The reason for this is that email is intended as a message-sending medium, and not a publishing medium. With a system like RSS, there are at least two separate single points of failure -- components of the system that can each, on their own, result in a failure of service. Either a failure to deliver the notification or a failure to provide it reliably when the would-be recipient tries to retrieve it results in a service failure, whereas with email the only opportunity for service failure is in initial delivery.

The bandwidth savings for widespread electronic publishing of data is sufficiently beneficial to justify it in contexts for which it is designed. The initial notification, however, is functionally equivalent to an email in itself. This means that breaking email up in two stages like RSS is equivalent to continuing to use email as it is, but requiring an additional step on the part of the recipient that is potentially at least as prone to failure as the first step. For personal communications, this trade-off between bandwidth and reliability is not a good one.

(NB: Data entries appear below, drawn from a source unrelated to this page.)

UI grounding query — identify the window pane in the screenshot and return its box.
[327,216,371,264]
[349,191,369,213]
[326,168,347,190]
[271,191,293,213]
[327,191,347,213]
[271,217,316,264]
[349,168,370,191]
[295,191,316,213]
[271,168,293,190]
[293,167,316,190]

  • SMTP doesn't have any way of controlling or even monitoring the progress of the mail sent. Result: E-mail is not nearly as useful for business purposes as it should be.

Frankly, I'm not sure what Justin expects here.

  • SMTP does not offer any authentication, verification, or proof of identity.

This is, in effect, another perspective on the first bullet-point. It should not have been presented separately.

The source of the problem:

Ultimately, the problem of email spam is directly related to the reasons it is so cost effective as a means of advertisement. Spam email would not be nearly as beneficial to spammers if they had to send their own email -- the reason it is cost effective is that spammers aren't really doing the spamming.

Instead, massive spam botnets are doing all the hard work. Trojans and other infections are spread to millions of personal computers that are then tied together in a loose, distributed spambot network which can be used to send emails in bulk, in numbers that boggle the mind. The ease of infecting the systems used in these botnets is the real problem.

Authentication of the sender would reduce the ability of spammers to pretend to be a sender other than the infected system. Encryption would have no effect on spam at all. If anything, a savings in bandwidth would make spam easier and more common.

Eliminating the means by which spammers defer their costs to millions of unsuspecting home users of personal computers, however, would have a significant effect on the volume of spam.

The solution:

Replacing SMTP as a communication protocol will not eliminate spam. Even if spam over internet telephony is not likely to be a particular danger for a few years yet, that doesn't mean that a widespread replacement for email will be immune to the sort of spam problems that are such a major issue for SMTP.

Changing communication media will, if anything, probably only increase the ability of spammers to leverage those media for bulk commercial solicitation. This is because:

  1. For such a new communication protocol to catch on, it must at worst be no less convenient and economical than SMTP. That convenience and economy is part of what makes mass quantities of spam of the sort we see weighing down the Internet possible.
  2. A new protocol to replace SMTP would not solve the problem of deferment of resource consumption by spam from the spammers to the common home computer user, because it does not address the vulnerabilities that allow those computers to be recruited into spam botnets.

As such, the solution to spam is not replacing SMTP -- it is dealing with the epidemic of near-zero attention to security on home PCs.